Es gibt gute Wissenschafter, die hereinschleichen und der Tafel nuschelnd erklären

Jürgen Maass: Soziale Kompetenz auch an der Uni bitter nötig Neues Zentrum für Lehrende, Studis & Wirtschaft

von Peter Affenzeller

 

KEPLER UNI. Der Name ist sperrig, der Begriff schwammig, die Absicht edel: Das "Interdisziplinäre Zentrum für soziale Kompetenz" will Lehrenden und Studenten an der Uni und Kursteilnehmern von außen die Fähigkeit vermitteln, besser miteinander umzugehen.

"Es weiß zwar keiner so genau, was soziale Kompetenz eigentlich ist, aber alle brauchen sie unbedingt", spöttelt Jürgen Maaß, Dozent für Didaktik der Mathematik und Weiterbildung am Institut für Analysis und Numerik der Kepler Uni.

 Tauziehen um Ansiedelung

Maaß sorgt für die Öffentlichkeitsarbeit des Zentrums, das derzeit als loser Verband zwischen und über den drei Fakultäten angesiedelt ist.

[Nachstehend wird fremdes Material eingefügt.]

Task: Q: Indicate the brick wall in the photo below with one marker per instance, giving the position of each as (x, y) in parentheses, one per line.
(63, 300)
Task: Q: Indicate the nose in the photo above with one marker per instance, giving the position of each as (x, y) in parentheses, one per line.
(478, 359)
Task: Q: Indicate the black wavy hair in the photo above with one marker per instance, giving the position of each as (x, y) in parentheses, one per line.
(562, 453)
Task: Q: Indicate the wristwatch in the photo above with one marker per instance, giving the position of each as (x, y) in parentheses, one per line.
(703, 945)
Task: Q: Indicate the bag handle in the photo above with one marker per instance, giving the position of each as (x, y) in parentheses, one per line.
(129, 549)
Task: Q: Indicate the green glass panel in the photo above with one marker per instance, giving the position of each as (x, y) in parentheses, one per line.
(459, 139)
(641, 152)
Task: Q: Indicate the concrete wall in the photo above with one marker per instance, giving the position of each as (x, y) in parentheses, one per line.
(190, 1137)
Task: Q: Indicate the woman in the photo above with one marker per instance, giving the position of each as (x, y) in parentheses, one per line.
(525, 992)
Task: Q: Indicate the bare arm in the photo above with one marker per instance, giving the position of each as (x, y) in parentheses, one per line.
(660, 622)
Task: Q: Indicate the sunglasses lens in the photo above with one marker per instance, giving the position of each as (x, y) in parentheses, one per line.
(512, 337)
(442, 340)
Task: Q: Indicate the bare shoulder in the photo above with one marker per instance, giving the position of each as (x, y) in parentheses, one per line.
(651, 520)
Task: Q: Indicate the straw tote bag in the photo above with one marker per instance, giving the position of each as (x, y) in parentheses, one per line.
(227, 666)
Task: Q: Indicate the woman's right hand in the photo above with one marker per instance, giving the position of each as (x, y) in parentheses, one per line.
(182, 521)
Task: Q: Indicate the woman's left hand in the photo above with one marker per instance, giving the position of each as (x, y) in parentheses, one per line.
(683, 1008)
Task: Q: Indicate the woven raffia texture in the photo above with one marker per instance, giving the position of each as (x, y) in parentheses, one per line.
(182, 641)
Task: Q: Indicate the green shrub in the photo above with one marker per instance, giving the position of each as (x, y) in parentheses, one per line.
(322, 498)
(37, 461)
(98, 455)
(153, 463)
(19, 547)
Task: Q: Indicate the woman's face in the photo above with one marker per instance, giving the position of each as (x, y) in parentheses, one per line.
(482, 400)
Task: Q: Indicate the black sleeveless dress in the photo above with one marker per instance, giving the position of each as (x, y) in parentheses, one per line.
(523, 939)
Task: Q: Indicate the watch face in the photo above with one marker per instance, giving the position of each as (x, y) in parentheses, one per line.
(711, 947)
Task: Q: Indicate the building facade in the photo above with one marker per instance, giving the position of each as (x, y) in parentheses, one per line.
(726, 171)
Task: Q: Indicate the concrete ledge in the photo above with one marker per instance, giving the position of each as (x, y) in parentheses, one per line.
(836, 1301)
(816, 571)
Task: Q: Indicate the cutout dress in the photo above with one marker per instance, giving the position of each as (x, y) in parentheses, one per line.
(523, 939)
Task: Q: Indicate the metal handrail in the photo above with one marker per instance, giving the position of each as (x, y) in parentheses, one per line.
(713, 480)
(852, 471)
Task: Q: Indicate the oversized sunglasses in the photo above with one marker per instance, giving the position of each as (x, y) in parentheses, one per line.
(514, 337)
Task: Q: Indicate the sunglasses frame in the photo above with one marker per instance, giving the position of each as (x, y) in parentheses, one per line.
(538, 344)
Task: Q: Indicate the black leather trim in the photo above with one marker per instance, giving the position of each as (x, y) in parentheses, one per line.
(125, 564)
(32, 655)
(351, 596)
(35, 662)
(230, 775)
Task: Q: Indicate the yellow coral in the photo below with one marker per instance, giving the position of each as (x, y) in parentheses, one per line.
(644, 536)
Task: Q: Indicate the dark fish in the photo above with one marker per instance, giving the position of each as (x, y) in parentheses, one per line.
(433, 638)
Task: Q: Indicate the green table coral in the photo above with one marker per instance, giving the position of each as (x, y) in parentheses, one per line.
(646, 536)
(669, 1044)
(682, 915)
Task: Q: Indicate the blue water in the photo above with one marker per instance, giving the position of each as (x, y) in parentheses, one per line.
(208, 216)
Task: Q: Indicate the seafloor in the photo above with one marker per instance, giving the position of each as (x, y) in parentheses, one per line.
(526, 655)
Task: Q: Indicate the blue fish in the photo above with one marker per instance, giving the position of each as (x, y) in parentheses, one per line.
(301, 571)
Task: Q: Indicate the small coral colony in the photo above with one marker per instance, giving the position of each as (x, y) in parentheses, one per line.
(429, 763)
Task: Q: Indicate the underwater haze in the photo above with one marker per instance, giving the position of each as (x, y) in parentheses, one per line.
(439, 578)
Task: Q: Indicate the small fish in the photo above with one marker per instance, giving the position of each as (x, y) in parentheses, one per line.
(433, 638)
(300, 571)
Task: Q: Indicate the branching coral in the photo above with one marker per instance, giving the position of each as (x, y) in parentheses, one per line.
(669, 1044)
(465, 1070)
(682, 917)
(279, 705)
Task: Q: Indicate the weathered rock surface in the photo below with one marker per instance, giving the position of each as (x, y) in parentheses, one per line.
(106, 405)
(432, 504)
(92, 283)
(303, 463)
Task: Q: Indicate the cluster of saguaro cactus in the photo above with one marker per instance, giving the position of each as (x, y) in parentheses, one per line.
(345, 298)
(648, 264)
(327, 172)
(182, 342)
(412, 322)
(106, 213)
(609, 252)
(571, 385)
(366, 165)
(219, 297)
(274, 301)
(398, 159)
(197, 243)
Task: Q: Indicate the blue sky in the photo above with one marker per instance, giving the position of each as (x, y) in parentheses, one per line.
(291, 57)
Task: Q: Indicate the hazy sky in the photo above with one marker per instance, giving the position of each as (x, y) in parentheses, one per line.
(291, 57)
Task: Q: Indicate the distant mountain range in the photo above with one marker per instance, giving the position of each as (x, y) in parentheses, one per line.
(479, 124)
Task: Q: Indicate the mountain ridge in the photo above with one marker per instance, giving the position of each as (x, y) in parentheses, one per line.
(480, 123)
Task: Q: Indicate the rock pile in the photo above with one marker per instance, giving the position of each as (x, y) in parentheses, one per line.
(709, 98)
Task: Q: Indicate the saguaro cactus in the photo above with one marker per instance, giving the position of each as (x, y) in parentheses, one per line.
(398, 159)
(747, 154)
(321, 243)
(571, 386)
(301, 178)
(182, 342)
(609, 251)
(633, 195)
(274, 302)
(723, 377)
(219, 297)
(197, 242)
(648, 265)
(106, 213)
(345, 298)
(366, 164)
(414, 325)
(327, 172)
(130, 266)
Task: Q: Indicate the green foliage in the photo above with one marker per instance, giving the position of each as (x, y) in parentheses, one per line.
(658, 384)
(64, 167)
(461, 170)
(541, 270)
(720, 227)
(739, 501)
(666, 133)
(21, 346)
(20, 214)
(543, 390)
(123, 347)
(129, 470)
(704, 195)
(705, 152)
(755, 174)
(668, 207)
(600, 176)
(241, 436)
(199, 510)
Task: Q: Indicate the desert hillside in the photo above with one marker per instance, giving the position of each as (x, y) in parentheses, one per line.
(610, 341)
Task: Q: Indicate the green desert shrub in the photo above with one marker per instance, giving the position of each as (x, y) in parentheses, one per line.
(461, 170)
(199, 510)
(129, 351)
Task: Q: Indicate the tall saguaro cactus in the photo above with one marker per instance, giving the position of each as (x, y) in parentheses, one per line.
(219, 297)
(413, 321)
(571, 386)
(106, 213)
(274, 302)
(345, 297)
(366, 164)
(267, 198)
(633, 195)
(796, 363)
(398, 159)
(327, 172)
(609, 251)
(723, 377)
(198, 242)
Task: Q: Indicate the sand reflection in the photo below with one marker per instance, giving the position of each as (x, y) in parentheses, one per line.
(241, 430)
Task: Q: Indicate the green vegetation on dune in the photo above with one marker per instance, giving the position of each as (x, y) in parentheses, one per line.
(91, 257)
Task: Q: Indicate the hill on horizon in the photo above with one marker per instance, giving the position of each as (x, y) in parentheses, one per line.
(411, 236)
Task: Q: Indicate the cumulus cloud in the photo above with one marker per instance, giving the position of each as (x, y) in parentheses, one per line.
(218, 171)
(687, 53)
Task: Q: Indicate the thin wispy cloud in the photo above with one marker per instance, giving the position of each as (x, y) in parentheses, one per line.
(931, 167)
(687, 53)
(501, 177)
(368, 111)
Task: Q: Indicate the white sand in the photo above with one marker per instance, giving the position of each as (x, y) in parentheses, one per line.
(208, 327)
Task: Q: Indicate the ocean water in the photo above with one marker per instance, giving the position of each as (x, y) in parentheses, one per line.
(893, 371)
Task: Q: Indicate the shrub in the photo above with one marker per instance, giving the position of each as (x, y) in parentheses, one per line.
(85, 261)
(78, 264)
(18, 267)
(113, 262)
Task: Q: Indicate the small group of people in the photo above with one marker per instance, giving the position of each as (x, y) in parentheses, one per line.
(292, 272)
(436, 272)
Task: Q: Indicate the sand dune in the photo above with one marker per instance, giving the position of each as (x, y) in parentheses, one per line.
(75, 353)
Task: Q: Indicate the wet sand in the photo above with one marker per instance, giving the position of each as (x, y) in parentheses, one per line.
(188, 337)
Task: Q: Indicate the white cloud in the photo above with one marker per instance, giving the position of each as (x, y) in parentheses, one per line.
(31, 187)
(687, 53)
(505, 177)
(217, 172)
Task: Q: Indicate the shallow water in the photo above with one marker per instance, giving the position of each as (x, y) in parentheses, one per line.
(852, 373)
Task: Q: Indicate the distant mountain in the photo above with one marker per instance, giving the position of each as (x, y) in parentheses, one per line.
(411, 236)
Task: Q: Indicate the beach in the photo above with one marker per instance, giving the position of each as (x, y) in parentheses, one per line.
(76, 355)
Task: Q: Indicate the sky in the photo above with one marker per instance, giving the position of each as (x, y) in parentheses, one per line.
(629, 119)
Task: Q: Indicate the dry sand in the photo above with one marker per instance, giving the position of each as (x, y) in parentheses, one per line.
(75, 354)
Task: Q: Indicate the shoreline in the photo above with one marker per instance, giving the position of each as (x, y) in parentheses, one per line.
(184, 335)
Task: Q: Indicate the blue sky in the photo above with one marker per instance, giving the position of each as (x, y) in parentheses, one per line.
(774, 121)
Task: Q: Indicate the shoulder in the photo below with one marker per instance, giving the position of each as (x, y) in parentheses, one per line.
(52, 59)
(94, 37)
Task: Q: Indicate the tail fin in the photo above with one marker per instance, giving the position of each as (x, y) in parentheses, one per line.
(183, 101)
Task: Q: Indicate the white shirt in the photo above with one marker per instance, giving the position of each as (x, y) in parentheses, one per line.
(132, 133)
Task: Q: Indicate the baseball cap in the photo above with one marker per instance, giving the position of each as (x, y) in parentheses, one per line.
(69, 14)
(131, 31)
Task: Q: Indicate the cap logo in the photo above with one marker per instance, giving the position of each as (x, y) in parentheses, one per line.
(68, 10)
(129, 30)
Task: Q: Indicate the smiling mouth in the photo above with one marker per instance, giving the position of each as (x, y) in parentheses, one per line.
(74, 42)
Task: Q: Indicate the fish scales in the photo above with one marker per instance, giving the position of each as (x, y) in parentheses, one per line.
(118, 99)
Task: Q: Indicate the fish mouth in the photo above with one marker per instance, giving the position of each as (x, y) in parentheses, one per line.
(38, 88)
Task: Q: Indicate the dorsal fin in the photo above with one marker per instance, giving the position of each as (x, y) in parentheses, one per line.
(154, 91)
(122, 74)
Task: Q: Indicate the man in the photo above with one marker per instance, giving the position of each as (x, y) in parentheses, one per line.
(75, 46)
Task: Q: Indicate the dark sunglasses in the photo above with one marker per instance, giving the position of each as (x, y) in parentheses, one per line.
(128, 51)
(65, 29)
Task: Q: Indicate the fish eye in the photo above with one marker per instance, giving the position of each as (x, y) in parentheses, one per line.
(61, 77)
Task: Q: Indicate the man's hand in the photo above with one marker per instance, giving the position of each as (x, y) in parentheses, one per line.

Denn noch tobt die Diskussion, ob es zu einem eigenen Institut etwa unter dem Dach der Sozial- und Wirtschaftswissenschaftlichen Fakultät werden oder als Verein seinen interdisziplinären Charakter behalten soll.

Zur sozialen Kompetenz nennt Maaß Beispiele, die gut zum Uni-Betrieb passen: Es gebe brillante Wissenschafter, die bei Lehrveranstaltungen "hereinschleichen, der Tafel nuschelnd erklären, wie alles geht und am Ende der Vorlesung wieder rausschleichen". Sie hätten einfach ein Problem damit, vor 100 oder mehr Studenten locker aufzutreten und mit Fragen und Unklarheiten umzugehen.
Oder das Beispiel des cleveren jungen Juristen, der eine Lücke in den Geschäftsbedingungen entdeckt, die die Firma ruinieren könnte: "Wenn der in Jeans und Schmuddel-Shirt beim Vorstand auftaucht und sagt "Wir müssen alles ändern´, hört ihm keiner zu", so Maaß.

 Kepler Uni Vorreiter

Soziale Kompetenz lässt sich teils mit Präsentationstechnik, aber auch mit Gesprächsführung und Einfühlungsvermögen umschreiben. Was es genau ist, ist Teil eines Forschungsprojekts: "Das ist ein Unterschied zwischen uns und den Fachhochschulen, dass wir nicht behaupten, alles ist perfekt, sondern dass wir selbstkritisch fragen und auch an theoretischen Grundlagen neuer Wissensgebiete arbeiten", sagt Maaß.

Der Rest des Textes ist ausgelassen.